Der große Schlängler

Frühstück gibts auf der Terrasse am Meer. Mal was anderes, nicht verkehrt.

Dann geht es 200 Kilometer zur Grenze nach Bulgarien. Kurz vorher hat es einen Unfall – Stau. Von wegen, die stehen hier 2-spurig wegen der Grenze, bereits vier Kilometer vorher!

Das große Schlängeln beginnt. Die ersten drei Kilometer fahre ich auf dem mehr oder weniger existenten Standstreifen vorbei. Hin und wieder auf die Wiese ausweichen wenn einer mal wieder doof steht und dann nur noch regelmäßig die Picknicker und Fußgänger vom Standstreifen scheuchen.
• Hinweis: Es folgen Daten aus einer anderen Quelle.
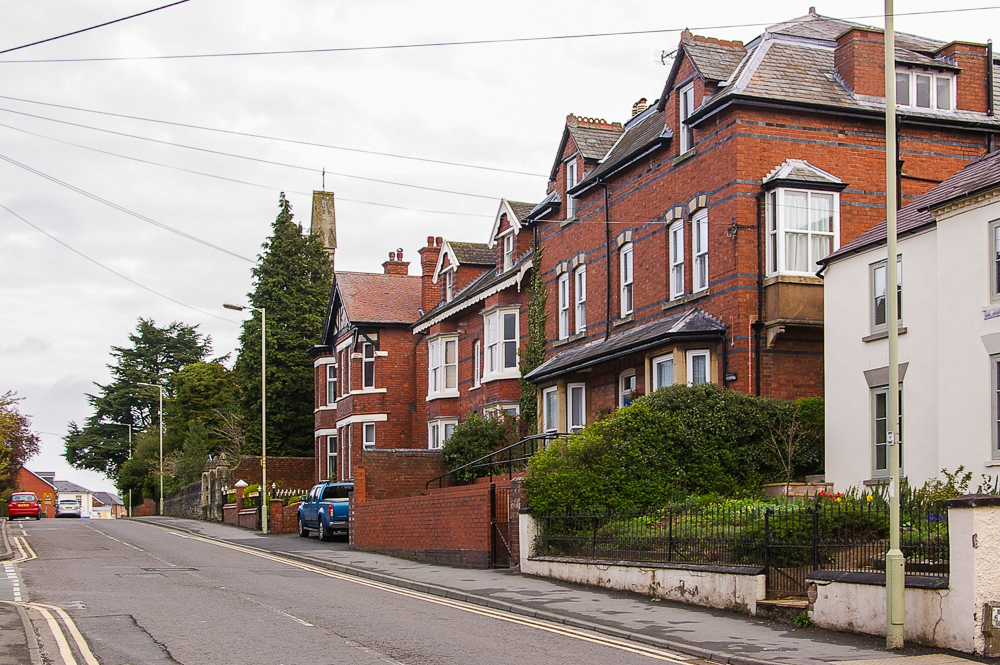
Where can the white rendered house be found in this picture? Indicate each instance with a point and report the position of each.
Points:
(949, 342)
Dann ein paar Einweiser vor der nächsten Schlange, ich signalisiere nur kurz was und schon schlängle ich mich durch die nächste Schlange. Dann wieder Einweiser vor der nächsten Schlange, die ist zu eng zum schlängeln. Ich nehm einfach eine Spur wo keiner fährt, werd dann schon zurück kommen. Gegen die Fahrbahn und kurz über den Grünstreifen. Da, jetzt sehe ich den türkischen Grenzübergang. Rechts an 30 weiteren Autos vorbei und dann stehe ich 2 Wagen vor der Grenze. Der Mann vor mir erzählt, dass er seit 3:30 Uhr hier an der Grenze ist und seit 6 Stunden ansteht. Dabei ist er noch nicht mal bei den Türken durch. Ich hab jetzt ca. 10 Minuten bis hier her gebraucht – ich bin ein Moto!

Die Abfertigung geht dann rasch. Kein Papierkram, nur Pass herzeigen. Dann wieder Schlange vor der bulgarischen Seite – 8-spurig! Mir wurscht, ich fahre einfach ganz links auf der Fußgängerspur. Dann elegant vor dem ersten Auto eingefädelt. Noch zwei Schlangen schlängeln und ich bin auch vorn bei den Bulgaren. Jetzt schlängeln wir schon zu zweit um die Wette. Ein Türke mit dem Motorrad nimmt die Challange auf: Wer schlängelt besser. Er hat eine Sozia hinten drauf, so hat er keine Chance. Auch bei den Bulgaren geht die Abfertigung schnell. So, das waren dann keine 30 Minuten. Ziemlich skrupellos war das, aber es gab keinen einzigen Huper oder ärgerliche Beamten. Moto ist halt so cool.

Bulgarien übersehe ich dann fast, plötzlich steht schon Sofia auf den Tafeln. Damit ich was vom Land sehe fahre ich wenigstens mitten durch die Hauptstadt. Ein Kaffee im Zentrum erkenne ich sogar noch von einem Urlaub hier vor ein paar Jahren.

Dann die Grenze zu Serbien. Schon jetzt einspurige Schlange auf der Landstraße, drei Kilometer vor der Grenze. Logisch fahre ich vorbei. Durchgezogene Linie, auf dem Auge bin ich blind. Zum Glück auch die vielen Polizisten, die entlang der Strecke stehen. Dann vor der Grenze wieder hübsch Schlängeln. Schnell bin ich vorne, hole mir meinen bulgarischen Stempel, schlängle zu den Serben und hole mir da den Stempel. 15 Minuten, sauber.

Dann ein paar Autobahn- und Landstraßenkilometer. Zu Beginn flach und langweilig wie Bulgarien. Aber dann kommen super schöne Berge. Nach 700 Kilometern ist Schluss für heute. Edle Herberge, nachdem die gestern so lausig, aber auch billig war.